En un diario -¿La Segunda, el viernes?- entreví, y por lo tanto leí al pasar, los perfiles, ponencias, estados de ánimo, ideas de tres jóvenes -¿o cuatro? (¿Tan poco entusiasmo me provocaron?)- que postulan a dirigir la juventud del Partido Socialista.



Todos ellos tienen una cuestión en común, que no es más que el resultado de militar en el PS: deben, de entrada, explicar al grupo a que pertenecen, de cómo llegaron a él, del equilibrio que para ese grupo ellos suponen. Que si la Megatendencia, el tercerismo o qué sé yo. A ojos de muchos, esa marca de identidad de los socialistas es simplemente un lastre partidario, pero hay que aceptar que tiene su lado positivo. Mal que mal, el mundo es un poco así: desordenado, para nada monolítico, de patotas.
No estoy para nada seguro de que los jóvenes hablen como estos candidatos. Al menos dos, si mal no recuerdo, son sociólogos, y con eso ya es mucho decir.



Otra constatación: las juventudes de los partidos políticos -y esto de acuerdo a cómo son sus dirigentes- insisten en calificar de jóvenes a tipos más bien treintones. Los líderes juveniles llegan a peinar canas. Y uno no puede menos que suponer que para llegar a liderar una juventud política, entonces, se debe recorrer un largo camino, no necesariamente plagado de estudios académicos, sino más bien de práctica partidaria. ¿Cuál sería ésta? ¿Cuál sería cuando cada día más se escucha la crítica de que los partidos no son más que grupos de poder, que viven del ejercicio de ubicar a sus piezas en puestos precisos, piezas que, más temprano que tarde, obedecerán, retribuirán al grupo que allí lo instaló?



Debo reconocer que en la lectura veloz del artículo en cuestión no se me quedaron registrados ni nombres, ni ideas, ni diferencias. Salvo una: la de uno de los candidatos que llamaba a recuperar el "legado de Allende". ¿Es eso lo que define hoy al PS? ¿El recuerdo de Allende, de su mito, no su gobierno, porque eso sería invocar al desastre?

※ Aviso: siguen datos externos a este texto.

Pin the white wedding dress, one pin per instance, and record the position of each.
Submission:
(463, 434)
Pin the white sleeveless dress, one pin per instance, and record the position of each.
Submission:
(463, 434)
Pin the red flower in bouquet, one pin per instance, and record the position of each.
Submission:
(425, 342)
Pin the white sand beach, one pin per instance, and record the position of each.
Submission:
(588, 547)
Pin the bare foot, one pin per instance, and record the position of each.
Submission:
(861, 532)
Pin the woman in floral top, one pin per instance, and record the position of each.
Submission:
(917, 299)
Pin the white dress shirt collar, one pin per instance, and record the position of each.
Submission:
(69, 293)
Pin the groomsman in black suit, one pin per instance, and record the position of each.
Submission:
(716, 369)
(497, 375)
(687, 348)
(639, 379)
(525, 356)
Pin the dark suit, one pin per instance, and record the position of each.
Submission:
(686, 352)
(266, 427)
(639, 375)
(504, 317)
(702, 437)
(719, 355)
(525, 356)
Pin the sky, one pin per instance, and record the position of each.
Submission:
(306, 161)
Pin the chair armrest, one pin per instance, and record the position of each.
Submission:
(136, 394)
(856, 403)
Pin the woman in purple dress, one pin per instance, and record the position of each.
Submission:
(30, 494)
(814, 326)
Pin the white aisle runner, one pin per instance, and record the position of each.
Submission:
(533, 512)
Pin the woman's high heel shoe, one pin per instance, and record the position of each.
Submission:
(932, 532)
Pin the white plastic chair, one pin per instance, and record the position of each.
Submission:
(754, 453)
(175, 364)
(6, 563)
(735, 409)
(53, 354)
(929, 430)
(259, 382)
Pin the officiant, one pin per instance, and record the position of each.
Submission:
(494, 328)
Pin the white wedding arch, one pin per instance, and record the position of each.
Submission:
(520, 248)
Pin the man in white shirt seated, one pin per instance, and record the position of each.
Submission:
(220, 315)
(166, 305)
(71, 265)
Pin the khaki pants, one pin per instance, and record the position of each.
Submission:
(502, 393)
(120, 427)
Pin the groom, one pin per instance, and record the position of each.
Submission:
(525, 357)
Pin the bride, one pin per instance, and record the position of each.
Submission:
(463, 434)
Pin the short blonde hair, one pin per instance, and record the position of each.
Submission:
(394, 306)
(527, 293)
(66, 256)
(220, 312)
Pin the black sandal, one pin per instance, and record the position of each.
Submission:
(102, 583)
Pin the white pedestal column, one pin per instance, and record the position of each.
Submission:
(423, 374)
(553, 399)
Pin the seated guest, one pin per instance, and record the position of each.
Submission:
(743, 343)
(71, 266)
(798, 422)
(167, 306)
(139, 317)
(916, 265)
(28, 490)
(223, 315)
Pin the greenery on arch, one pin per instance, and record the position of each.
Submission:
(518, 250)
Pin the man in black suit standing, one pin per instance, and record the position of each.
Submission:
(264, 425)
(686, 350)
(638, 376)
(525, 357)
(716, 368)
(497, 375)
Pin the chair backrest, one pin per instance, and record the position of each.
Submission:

¿Cuál sería ese legado? ¿Una cierta preocupación social? ¿Un compromiso de integrar a los marginados? ¿Y por qué no, también, esa frivolidad de Allende, ese gusto por la buena ropa, las mujeres y el buen comer?



Tal vez el legado de Allende sea esa contradicción permanente (tal vez por eso el PS no puede ser monolítico). Contradicción entre el respeto a la democracia y las tentaciones autoritarias, que legitimaban un cierto abuso, una no despreciable prepotencia y cierto desdén por las libertades (las "burguesas", por cierto).
El PS pagó caro esa contradicción. La pagó con muertos. Pero después de eso, ¿qué?



¿Por qué desde hace 15 años es pertinente preguntarle a un socialista qué es ser socialista? Seguramente porque, mirándolos, viendo cómo actúan, escuchando lo que dicen, nada señale muy claramente qué es lo que los distingue. A Allende, al menos y penosamente, lo distinguía su contradicción. Su memoria se salvó de ella porque al final, en La Moneda, su actitud y su suicidio lo redimieron. Fue una cuestión de coraje. ¿Están los tiempos para eso?